Les indicateurs sont au rouge, mais rien ne semble freiner l’inexorable érosion du lien entre les salariés et leur travail. En France, la situation atteint un point critique, tandis qu’ailleurs, les entreprises tentent encore de recoller les morceaux. Les chiffres sont là, implacables. Pourquoi cette déconnexion massive entre salariés et entreprise ?
Travail : moins d’un salarié sur dix est motivé en France

Le 23 avril 2025, Gallup a publié son rapport annuel State of the Global Workplace 2025, un document de référence sur l’engagement des salariés dans le monde. Cette année, la France se distingue tristement. Et pas pour les bonnes raisons. Avec seulement 7 % de salariés engagés dans leur travail, l’Hexagone décroche un record mondial de désaffection. Que se passe-t-il donc dans les couloirs de nos entreprises françaises ?

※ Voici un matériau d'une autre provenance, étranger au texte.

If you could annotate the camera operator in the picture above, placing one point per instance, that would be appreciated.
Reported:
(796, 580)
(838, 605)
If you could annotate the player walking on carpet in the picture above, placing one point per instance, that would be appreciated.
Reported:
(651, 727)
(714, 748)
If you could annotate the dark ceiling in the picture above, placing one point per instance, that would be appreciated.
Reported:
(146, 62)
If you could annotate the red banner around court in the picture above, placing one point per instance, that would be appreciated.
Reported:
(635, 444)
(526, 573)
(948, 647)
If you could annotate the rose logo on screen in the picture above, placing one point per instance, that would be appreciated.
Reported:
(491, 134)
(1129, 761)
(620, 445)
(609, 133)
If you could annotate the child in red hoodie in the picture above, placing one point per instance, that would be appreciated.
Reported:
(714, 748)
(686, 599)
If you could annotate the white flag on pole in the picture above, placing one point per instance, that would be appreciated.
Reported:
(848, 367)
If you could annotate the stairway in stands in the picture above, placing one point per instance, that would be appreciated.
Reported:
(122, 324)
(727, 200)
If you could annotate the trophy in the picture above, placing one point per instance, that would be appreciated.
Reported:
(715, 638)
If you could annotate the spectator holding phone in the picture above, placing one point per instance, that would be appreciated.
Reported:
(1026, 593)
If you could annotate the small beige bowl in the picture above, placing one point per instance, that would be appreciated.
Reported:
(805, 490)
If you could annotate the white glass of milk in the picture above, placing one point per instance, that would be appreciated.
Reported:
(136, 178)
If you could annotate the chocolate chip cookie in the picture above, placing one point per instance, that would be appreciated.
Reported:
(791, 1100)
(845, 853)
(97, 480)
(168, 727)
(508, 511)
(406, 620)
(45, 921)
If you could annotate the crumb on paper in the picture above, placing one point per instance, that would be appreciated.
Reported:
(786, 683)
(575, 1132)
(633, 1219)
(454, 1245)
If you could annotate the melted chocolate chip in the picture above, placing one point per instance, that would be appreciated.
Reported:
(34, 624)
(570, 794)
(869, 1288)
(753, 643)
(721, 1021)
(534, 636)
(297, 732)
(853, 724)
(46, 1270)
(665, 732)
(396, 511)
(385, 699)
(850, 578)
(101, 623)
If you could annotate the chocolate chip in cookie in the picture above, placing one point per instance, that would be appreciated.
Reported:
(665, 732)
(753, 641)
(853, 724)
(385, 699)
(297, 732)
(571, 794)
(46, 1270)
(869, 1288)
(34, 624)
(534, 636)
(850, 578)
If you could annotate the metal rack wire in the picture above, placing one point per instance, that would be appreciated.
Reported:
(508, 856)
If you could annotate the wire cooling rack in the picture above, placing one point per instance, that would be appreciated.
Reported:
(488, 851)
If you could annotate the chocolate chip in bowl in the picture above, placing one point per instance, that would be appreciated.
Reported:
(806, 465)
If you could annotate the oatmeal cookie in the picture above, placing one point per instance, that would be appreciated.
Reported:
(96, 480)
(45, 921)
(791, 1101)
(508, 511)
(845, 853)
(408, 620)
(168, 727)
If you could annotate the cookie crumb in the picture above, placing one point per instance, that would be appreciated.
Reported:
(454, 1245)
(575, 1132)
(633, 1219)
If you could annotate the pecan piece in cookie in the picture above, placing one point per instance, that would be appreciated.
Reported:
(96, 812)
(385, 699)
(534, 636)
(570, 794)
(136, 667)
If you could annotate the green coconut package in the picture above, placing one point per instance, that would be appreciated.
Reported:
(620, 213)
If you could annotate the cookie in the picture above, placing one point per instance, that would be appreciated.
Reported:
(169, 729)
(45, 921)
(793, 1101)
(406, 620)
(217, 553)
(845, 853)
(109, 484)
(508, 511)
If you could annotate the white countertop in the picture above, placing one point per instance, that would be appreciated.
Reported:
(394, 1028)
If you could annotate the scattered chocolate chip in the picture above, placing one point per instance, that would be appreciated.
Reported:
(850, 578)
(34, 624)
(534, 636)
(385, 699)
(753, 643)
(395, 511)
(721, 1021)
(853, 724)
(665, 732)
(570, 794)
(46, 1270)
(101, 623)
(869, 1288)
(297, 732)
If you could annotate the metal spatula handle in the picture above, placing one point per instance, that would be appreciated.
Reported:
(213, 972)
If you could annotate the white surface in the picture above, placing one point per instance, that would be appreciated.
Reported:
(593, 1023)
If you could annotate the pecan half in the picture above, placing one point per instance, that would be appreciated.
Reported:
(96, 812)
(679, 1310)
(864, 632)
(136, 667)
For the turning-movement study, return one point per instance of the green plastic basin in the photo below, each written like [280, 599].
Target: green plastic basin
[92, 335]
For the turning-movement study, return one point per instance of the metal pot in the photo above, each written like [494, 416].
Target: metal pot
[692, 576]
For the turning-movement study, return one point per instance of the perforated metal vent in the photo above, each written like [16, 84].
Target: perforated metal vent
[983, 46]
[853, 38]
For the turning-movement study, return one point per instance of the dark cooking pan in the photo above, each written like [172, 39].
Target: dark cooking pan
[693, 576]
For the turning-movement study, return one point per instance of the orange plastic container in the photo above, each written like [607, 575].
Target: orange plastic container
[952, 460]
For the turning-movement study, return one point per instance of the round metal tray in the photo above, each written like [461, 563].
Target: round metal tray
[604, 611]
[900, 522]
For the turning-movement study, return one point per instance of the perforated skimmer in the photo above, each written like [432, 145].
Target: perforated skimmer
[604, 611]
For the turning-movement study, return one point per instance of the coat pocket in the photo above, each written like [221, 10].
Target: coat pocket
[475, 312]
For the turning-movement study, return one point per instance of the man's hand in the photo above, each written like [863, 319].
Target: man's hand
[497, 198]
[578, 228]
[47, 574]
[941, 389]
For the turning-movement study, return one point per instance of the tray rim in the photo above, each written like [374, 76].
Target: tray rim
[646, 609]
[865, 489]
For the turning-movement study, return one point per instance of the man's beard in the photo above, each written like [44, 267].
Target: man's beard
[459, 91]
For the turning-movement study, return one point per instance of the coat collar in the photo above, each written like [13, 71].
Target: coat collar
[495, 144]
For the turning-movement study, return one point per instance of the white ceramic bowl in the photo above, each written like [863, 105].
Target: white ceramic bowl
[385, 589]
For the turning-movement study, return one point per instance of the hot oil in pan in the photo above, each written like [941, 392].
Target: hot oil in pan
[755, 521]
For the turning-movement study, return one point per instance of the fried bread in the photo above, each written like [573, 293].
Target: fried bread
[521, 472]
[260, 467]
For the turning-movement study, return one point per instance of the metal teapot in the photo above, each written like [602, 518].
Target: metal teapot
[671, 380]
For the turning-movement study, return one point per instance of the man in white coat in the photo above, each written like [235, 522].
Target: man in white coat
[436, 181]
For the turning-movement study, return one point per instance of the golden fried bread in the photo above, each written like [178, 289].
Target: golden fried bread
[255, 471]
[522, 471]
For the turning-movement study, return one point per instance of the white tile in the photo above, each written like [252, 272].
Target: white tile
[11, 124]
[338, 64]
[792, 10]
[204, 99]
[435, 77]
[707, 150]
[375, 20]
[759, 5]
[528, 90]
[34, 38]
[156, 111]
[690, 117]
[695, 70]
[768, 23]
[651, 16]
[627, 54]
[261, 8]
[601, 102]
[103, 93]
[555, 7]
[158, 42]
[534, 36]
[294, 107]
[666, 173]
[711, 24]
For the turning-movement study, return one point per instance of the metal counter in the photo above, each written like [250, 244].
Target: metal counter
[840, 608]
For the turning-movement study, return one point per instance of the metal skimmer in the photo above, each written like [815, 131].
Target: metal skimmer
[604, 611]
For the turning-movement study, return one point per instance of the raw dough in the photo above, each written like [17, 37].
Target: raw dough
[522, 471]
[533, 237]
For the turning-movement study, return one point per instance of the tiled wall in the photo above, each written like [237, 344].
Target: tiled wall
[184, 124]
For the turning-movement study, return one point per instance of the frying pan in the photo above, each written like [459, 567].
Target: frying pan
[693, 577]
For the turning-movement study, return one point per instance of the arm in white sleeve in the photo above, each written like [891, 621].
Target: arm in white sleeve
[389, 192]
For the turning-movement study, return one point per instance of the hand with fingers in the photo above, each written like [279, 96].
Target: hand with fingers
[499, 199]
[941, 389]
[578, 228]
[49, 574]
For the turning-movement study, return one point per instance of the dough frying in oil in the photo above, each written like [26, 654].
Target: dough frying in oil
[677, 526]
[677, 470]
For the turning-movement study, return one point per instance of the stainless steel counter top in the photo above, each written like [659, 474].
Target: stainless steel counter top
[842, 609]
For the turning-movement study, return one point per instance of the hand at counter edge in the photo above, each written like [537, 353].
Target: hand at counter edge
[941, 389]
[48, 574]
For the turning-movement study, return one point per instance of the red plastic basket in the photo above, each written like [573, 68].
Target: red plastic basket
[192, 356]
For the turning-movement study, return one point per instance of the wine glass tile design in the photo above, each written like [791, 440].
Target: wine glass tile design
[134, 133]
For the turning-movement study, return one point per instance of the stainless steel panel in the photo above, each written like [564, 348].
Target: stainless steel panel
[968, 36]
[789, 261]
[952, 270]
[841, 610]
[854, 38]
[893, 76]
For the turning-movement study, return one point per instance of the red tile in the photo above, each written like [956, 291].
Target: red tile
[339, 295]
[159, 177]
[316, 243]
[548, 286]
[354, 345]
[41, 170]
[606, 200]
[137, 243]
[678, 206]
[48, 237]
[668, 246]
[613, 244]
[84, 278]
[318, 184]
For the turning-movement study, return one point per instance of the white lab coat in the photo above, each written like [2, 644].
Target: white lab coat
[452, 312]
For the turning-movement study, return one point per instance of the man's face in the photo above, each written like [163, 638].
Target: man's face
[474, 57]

En France, le désengagement des salariés frôle la fracture sociale
Le constat est glaçant : 93 % des salariés français ne se sentent pas engagés dans leur travail. Parmi eux, une majorité exprime un profond ressentiment vis-à-vis de leur entreprise. D’après Gallup, seuls 7 % se déclarent investis émotionnellement dans leur mission. Ce chiffre, déjà bas en 2023, continue de s’éroder. À titre de comparaison, l’Espagne atteint 14 %, l’Italie 16 %, et même l’Allemagne, réputée pour son exigence professionnelle, enregistre 18 %.
Salariés désabusés, managers déboussolés
Le cœur du problème ? Le lien humain. Ou plutôt son absence. Les salariés dénoncent un management distant, des objectifs flous et une reconnaissance quasi inexistante. Le mal est profond, enraciné dans une culture d’entreprise où la hiérarchie est perçue comme une forteresse, inaccessible et sourde aux revendications du quotidien.
Ajoutez à cela un niveau de stress record – 48 % des salariés français déclarent avoir été très stressés la veille de l’enquête – et vous obtenez un cocktail explosif. Burn-out, absentéisme chronique, turnover : les signaux d’alerte sont ignorés, souvent relégués à des problématiques individuelles plutôt que systémiques.
Des entreprises en pilotage automatique ?
La critique est acerbe, mais elle reflète une réalité bien installée : les entreprises françaises investissent très peu dans l’engagement de leurs équipes. À l’inverse des pays anglo-saxons, où le développement personnel, la formation continue et la reconnaissance font partie intégrante des politiques RH, l’Hexagone reste figé dans une vision productiviste, où la motivation des salariés est vue comme un luxe, pas une nécessité.
Le désengagement salarié, un fléau planétaire… qui coûte cher
Ce qui frappe à l’échelle mondiale, c’est la convergence des tendances. Le taux d’engagement mondial chute de 23 % à 21 % entre 2023 et 2024, selon Gallup. Le coût de cette désaffection ? Environ 438 milliards de dollars (soit près de 410 milliards d’euros) de pertes de productivité. Une hémorragie économique silencieuse, mais ravageuse.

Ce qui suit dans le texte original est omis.